When I began writing for a living, my feeling was that my job was to give the reader something vivid, quick and concrete that she couldn’t get in any other form; a writer was an information-gathering machine, I thought, and especially as a journalist, my job was to go out into the world and gather details, moments, impressions as visual and immediate as TV. Facts were what we needed most. And if you watched the world closely enough, I believed (and still do), you could begin to see what it would do next, just as you can with a sibling or a friend; Don DeLillo or Salman Rushdie aren’t mystics, but they can tell us what the world is going to do tomorrow because they follow it so attentively.
Yet nowadays the planet is moving too fast for even a Rushdie or DeLillo to keep up, and many of us in the privileged world have access to more information than we know what to do with. What we crave is something that will free us from the overcrowded moment and allow us to see it in a larger light. No writer can compete, for speed and urgency, with texts or CNN news-flashes or RSS feeds; but any writer can try to give us the depth, the nuances—the “gaps,” as Annie Dillard calls them–that don’t show up on many screens. Not everyone wants her being reduced to a sound-byte or a bumper sticker.
Enter (I hope) the long sentence: the collection of clauses that is so many-chambered and lavish and abundant in tones and suggestions, that has so much room for near-contradiction and ambiguity and those places in memory or imagination that can’t be simplified, or put into easy words, that it allows the reader to keep many things in her head, her heart at the same time, and to descend, as by a spiral staircase, deeper into herself and those things that won’t be squeezed into either/ors.

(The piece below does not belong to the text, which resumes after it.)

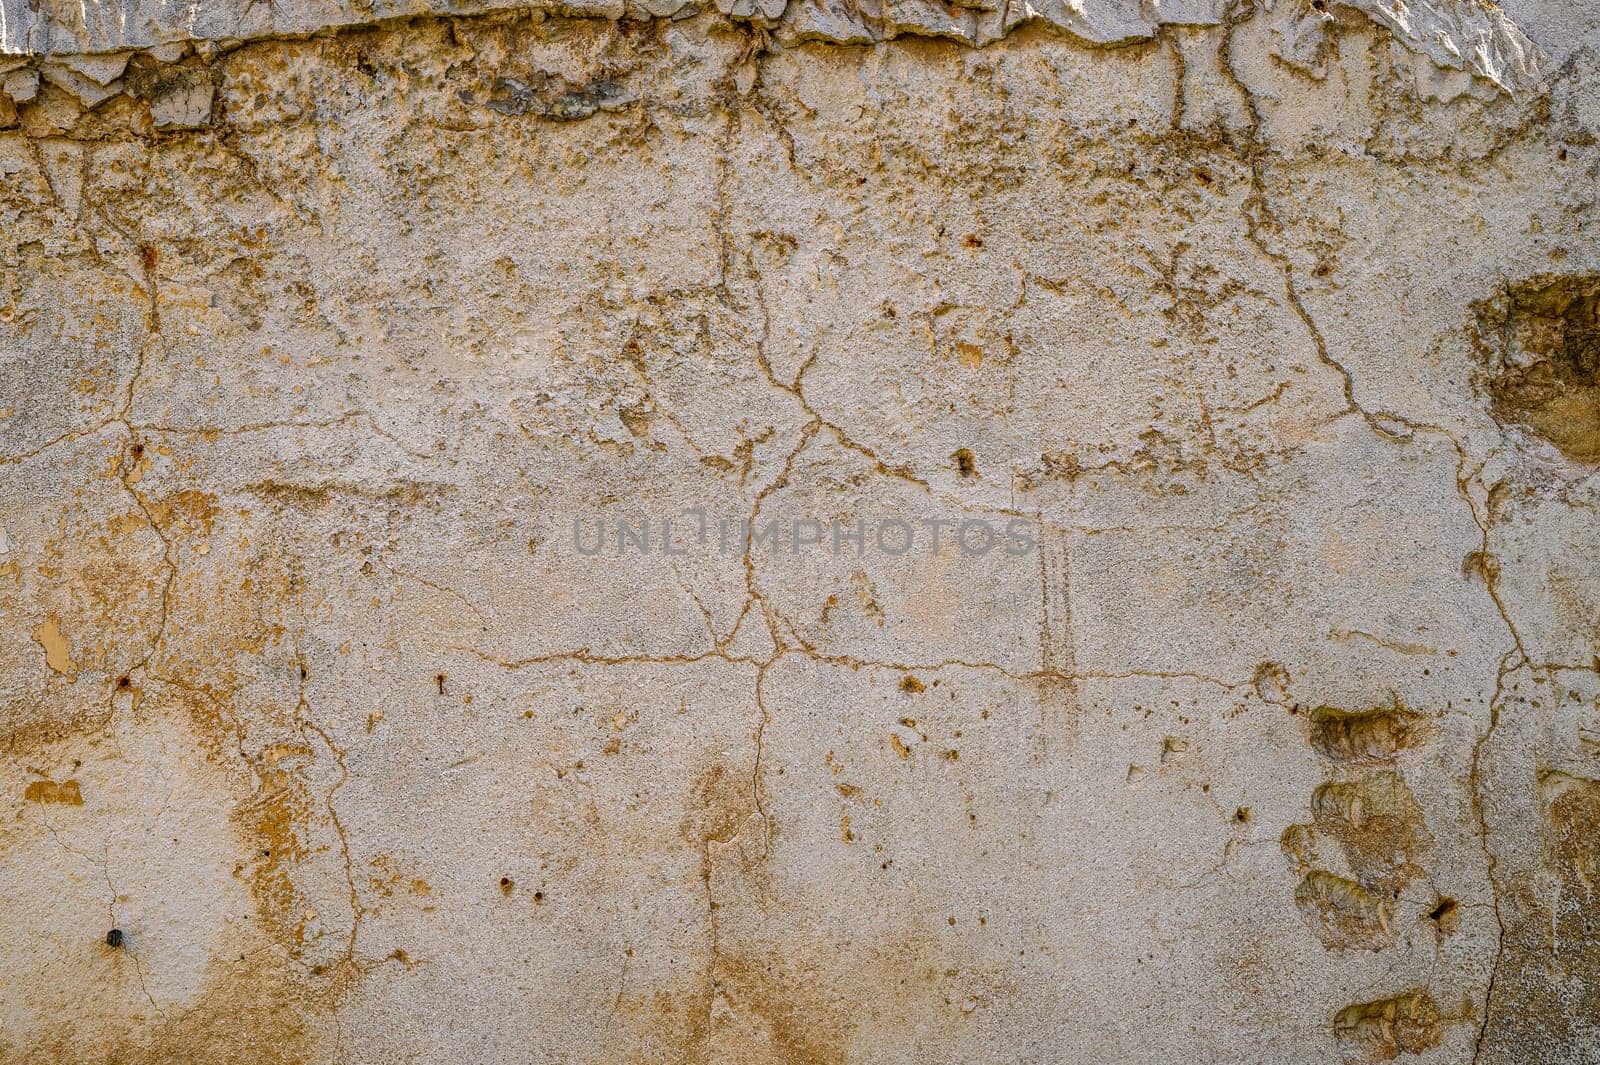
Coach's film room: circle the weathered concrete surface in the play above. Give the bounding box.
[0,1,1597,1062]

With each clause, we’re taken deeper, further from trite conclusions—or so at least is the hope—and away from reductionism, as if the writer were a dentist, saying “Open wider” so that he can probe the tender and neglected spaces in the reader (though in this case it’s not the mouth that he’s attending to but the mind).

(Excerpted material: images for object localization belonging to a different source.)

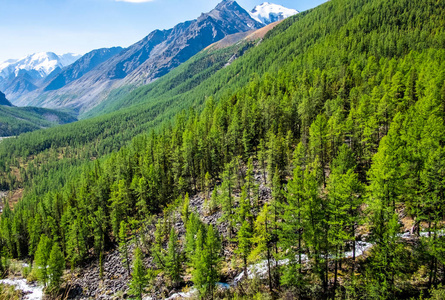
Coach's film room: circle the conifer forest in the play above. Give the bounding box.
[0,0,445,299]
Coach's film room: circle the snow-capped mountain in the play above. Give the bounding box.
[0,52,81,80]
[249,2,299,25]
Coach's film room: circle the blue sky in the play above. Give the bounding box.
[0,0,327,62]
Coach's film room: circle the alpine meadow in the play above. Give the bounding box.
[0,0,445,299]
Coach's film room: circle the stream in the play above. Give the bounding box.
[0,278,43,300]
[0,231,440,300]
[234,241,373,283]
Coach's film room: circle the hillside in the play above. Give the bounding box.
[0,106,77,136]
[0,0,444,299]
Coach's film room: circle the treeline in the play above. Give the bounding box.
[0,0,444,298]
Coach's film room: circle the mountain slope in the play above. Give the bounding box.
[15,0,263,115]
[0,91,12,106]
[44,47,123,91]
[0,0,444,298]
[85,22,283,118]
[0,106,77,136]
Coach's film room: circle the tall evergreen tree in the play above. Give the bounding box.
[192,225,221,298]
[34,234,52,286]
[119,221,131,277]
[129,247,148,300]
[47,242,65,291]
[165,227,182,287]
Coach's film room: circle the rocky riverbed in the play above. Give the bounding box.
[0,278,43,300]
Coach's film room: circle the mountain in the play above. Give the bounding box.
[249,2,298,24]
[86,20,287,117]
[0,91,12,106]
[0,52,81,101]
[44,47,123,91]
[1,0,445,298]
[12,0,263,115]
[0,52,81,80]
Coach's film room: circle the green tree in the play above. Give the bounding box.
[34,234,52,286]
[236,220,252,277]
[119,221,131,276]
[129,247,148,300]
[47,242,65,291]
[192,225,221,298]
[165,227,182,287]
[280,143,306,289]
[181,193,190,226]
[110,180,130,238]
[250,204,274,291]
[219,162,234,239]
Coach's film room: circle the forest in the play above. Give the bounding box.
[0,105,76,137]
[0,0,445,299]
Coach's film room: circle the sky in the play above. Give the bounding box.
[0,0,327,62]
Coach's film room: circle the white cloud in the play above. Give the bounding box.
[116,0,155,3]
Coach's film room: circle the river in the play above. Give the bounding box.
[0,278,43,300]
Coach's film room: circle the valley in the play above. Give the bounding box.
[0,0,444,299]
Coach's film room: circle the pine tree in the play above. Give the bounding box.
[110,180,129,238]
[236,220,252,277]
[165,227,182,287]
[192,225,221,298]
[129,247,148,300]
[91,207,107,278]
[152,219,165,269]
[34,234,52,286]
[47,242,65,291]
[181,193,190,226]
[250,204,274,291]
[65,216,87,269]
[207,188,219,215]
[219,162,234,239]
[280,143,306,289]
[185,212,204,264]
[119,221,131,277]
[258,139,267,184]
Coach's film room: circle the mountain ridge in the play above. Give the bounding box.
[9,0,264,115]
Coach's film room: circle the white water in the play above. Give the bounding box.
[234,241,373,284]
[233,230,444,284]
[0,278,43,300]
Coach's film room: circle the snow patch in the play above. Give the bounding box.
[0,52,81,79]
[249,2,299,25]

“There was a little stoop of humility,” Alan Hollinghurst writes in a sentence chosen almost at random from his recent Stranger’s Child, “as she passed through the door, into the larger but darker library beyond, a hint of frailty, an affectation of bearing more than her fifty-nine years, a slight bewildered totter among the grandeur that her daughter now had to pretend to take for granted” (and the reader may notice—though she doesn’t have to–that “humility” has rather quickly elided into “affectation,” and the point of view has shifted by the end of the sentence and the physical movement through the rooms accompanies a gradual inner movement that progresses through four parallel clauses, each of which, though legato, suggests a slightly different take on things).

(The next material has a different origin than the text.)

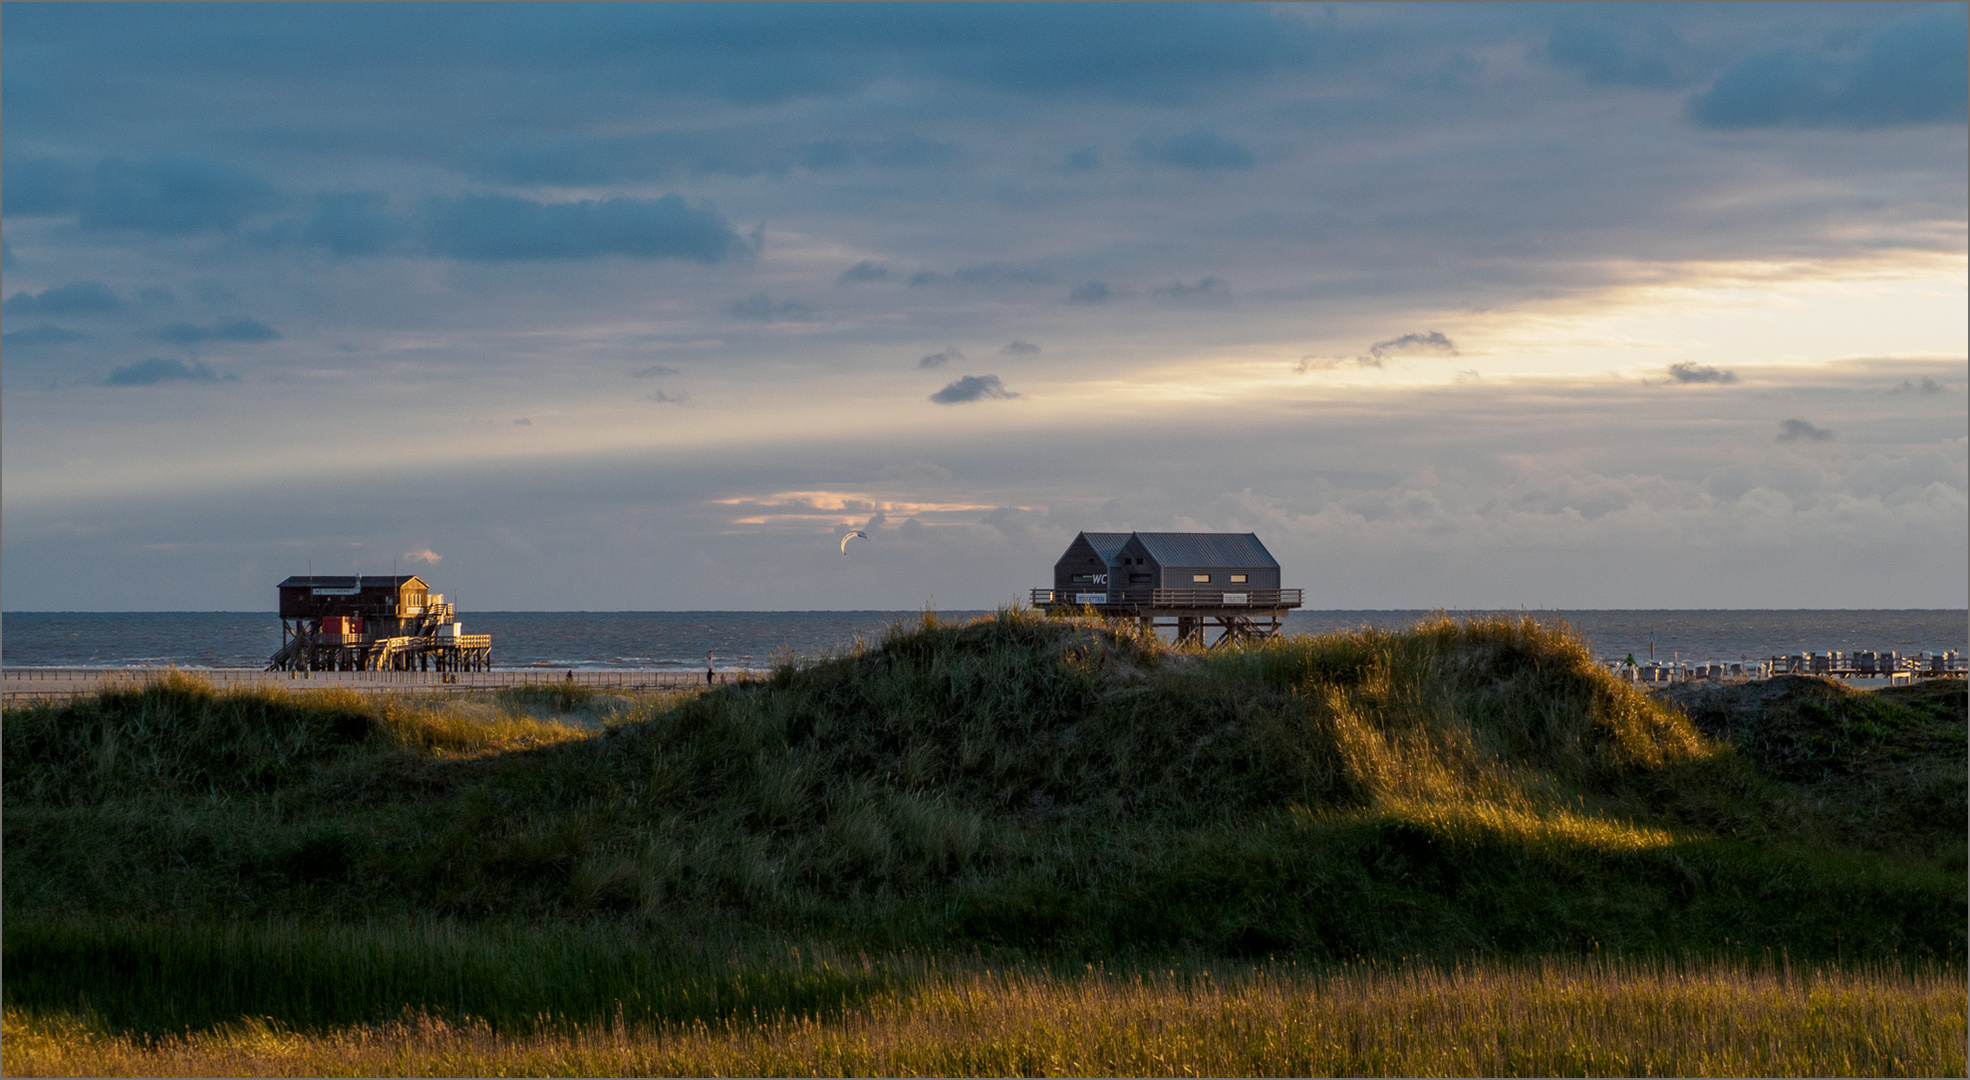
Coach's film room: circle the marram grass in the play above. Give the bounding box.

Many a reader will have no time for this; William Gass or Sir Thomas Browne may seem long-winded to him, the equivalent of driving from L.A., to San Francisco by way of Death Valley, Tijuana and the Sierras. And a highly skilled writer, a Hemingway or James Salter, can get plenty of shading and suggestion into even the shortest and straightest of sentences. But too often nowadays our writing is telegraphic as a way of keeping our thinking simplistic, our feeling slogan-crude. The short sentence is the domain of uninflected talk-radio rants and shouting heads on TV who feel that qualification or subtlety is an assault on their integrity (and not, as it truly is, integrity’s greatest adornment).